Manuela Sambo was born in Luanda (Angola). As a child, she was surrounded almost exclusively by African art. In the 1980s, she studied German language and literature in Leipzig. Through her future husband, the painter Daniel Sambo-Richter, she came into contact with East German underground art. Its neo-expressive language was often based on African and non-European motifs and was open to the magical rituals of earlier cultures.

Manuela Sambo produced her first works of art, initially small masks, while still a student. After graduating, she devoted herself entirely to fine art. She created sculptures, works on paper and her first paintings. The artist was fascinated by figures of the Virgin Mary and studied European art history. She writes:

"The woman is very important in Angolan culture. In traditional art, motherhood and sexuality were emphasized, as well as the mystical, the magical, the primordial feminine. European Marian figures, on the other hand, have a more enraptured expression... Mary is also the primordial mother, but her physical attributes are not emphasized...
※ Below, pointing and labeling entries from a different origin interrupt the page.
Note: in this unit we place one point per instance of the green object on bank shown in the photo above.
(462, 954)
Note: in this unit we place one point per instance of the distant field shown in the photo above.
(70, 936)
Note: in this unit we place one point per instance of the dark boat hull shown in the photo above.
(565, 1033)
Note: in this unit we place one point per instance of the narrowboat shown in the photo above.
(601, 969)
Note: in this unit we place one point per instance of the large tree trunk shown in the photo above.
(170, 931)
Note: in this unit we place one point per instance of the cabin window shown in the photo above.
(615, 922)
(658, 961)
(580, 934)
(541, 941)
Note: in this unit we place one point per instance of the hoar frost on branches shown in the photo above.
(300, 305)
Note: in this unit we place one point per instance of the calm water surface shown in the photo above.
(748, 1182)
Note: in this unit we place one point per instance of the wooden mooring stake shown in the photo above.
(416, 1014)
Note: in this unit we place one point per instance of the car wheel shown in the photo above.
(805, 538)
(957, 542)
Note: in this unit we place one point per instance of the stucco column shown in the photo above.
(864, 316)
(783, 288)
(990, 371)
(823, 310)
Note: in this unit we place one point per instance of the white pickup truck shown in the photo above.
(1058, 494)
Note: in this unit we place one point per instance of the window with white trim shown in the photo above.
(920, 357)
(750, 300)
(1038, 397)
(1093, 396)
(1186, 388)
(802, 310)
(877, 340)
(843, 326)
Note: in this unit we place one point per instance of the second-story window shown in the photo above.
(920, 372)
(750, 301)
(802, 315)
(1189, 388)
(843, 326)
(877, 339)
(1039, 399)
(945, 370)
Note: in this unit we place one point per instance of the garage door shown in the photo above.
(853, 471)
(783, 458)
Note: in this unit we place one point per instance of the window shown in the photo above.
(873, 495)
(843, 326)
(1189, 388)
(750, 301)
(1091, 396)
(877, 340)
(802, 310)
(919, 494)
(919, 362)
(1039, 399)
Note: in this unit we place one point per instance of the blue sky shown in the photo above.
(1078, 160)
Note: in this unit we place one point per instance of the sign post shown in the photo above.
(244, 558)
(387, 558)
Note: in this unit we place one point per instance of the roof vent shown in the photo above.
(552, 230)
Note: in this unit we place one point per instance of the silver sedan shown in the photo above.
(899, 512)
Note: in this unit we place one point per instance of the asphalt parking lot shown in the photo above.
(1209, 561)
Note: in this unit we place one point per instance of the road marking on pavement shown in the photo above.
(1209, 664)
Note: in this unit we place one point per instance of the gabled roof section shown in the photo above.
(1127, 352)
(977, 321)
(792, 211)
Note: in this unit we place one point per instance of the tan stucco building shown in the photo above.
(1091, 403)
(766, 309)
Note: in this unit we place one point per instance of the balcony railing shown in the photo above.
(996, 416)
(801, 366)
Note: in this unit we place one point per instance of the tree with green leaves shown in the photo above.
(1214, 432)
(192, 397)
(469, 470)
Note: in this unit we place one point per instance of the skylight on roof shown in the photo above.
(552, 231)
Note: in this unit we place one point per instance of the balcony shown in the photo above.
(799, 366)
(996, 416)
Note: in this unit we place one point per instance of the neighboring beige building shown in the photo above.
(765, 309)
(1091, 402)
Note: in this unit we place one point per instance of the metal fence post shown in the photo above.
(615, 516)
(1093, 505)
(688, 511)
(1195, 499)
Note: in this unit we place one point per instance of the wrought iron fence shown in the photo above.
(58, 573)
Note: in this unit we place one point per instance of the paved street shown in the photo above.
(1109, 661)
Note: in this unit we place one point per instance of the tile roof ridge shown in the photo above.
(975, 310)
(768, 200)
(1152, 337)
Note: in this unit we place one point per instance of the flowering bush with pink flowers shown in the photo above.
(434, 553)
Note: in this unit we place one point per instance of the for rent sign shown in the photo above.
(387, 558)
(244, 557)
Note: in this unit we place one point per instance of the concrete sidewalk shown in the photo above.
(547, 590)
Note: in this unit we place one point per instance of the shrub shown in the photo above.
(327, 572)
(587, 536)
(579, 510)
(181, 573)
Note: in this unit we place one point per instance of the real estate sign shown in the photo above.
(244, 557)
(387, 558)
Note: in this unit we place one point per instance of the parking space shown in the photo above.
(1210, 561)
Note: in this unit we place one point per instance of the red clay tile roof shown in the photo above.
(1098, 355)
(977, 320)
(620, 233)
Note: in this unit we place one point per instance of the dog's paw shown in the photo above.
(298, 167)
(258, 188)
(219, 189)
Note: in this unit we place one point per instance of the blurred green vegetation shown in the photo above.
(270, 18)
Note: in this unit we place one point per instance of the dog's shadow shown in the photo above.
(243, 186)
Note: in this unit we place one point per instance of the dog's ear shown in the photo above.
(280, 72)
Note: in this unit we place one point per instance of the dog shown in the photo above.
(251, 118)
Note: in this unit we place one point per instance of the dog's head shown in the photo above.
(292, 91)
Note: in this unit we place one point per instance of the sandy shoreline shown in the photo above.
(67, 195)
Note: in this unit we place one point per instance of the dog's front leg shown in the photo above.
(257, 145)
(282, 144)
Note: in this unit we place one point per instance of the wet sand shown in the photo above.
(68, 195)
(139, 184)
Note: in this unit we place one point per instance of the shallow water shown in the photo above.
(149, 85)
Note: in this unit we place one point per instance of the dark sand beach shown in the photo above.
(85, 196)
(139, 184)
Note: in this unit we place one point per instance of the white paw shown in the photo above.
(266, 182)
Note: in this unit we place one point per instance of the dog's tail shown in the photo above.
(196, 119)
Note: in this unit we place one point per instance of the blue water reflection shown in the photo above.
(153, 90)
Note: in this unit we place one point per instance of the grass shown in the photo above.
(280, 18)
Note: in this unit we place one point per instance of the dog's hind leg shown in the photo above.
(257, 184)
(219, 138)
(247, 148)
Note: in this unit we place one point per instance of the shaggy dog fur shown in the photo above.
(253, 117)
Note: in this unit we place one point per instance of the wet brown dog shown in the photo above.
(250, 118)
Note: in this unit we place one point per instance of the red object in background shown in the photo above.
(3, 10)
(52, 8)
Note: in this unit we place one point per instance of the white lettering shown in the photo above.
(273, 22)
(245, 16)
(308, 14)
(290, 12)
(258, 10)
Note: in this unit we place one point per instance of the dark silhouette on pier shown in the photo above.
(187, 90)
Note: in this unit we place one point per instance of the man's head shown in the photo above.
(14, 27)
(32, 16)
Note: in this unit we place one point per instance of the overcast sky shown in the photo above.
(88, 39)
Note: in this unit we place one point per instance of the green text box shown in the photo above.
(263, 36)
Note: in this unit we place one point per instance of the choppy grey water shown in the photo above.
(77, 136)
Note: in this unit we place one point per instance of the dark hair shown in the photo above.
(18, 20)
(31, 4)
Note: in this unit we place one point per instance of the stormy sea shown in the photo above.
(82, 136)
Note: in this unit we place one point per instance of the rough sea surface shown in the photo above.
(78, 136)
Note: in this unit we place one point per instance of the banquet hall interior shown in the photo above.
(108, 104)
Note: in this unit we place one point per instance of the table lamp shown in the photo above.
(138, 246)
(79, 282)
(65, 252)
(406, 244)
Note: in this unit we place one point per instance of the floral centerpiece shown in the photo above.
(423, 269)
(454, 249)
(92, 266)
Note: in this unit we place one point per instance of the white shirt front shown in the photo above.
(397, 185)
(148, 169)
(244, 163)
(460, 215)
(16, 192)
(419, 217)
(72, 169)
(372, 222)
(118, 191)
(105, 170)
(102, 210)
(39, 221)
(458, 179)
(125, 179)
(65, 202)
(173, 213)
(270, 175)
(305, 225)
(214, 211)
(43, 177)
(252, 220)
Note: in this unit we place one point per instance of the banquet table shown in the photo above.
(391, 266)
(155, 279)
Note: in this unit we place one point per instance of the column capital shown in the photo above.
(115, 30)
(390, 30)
The figures in my paintings are seeing, but in the sense of looking inwards. For me, this is a way of describing people in a supra-personal way. I have always been interested in the concept of masks. A mask transforms everyone into something immaterial, almost like a ghost. The person loses their individuality and becomes abstract.

In this context, I also realized that Western modernism had discovered forms of abstraction in the visual language of non-European cultures, which was already anchored in me through my origins and is inherent to me. In the process of reflecting on the development of Western art, I was interested in a reversal of this strategy, namely, as an African, to integrate certain parameters of early Western art, especially the Renaissance, into my work."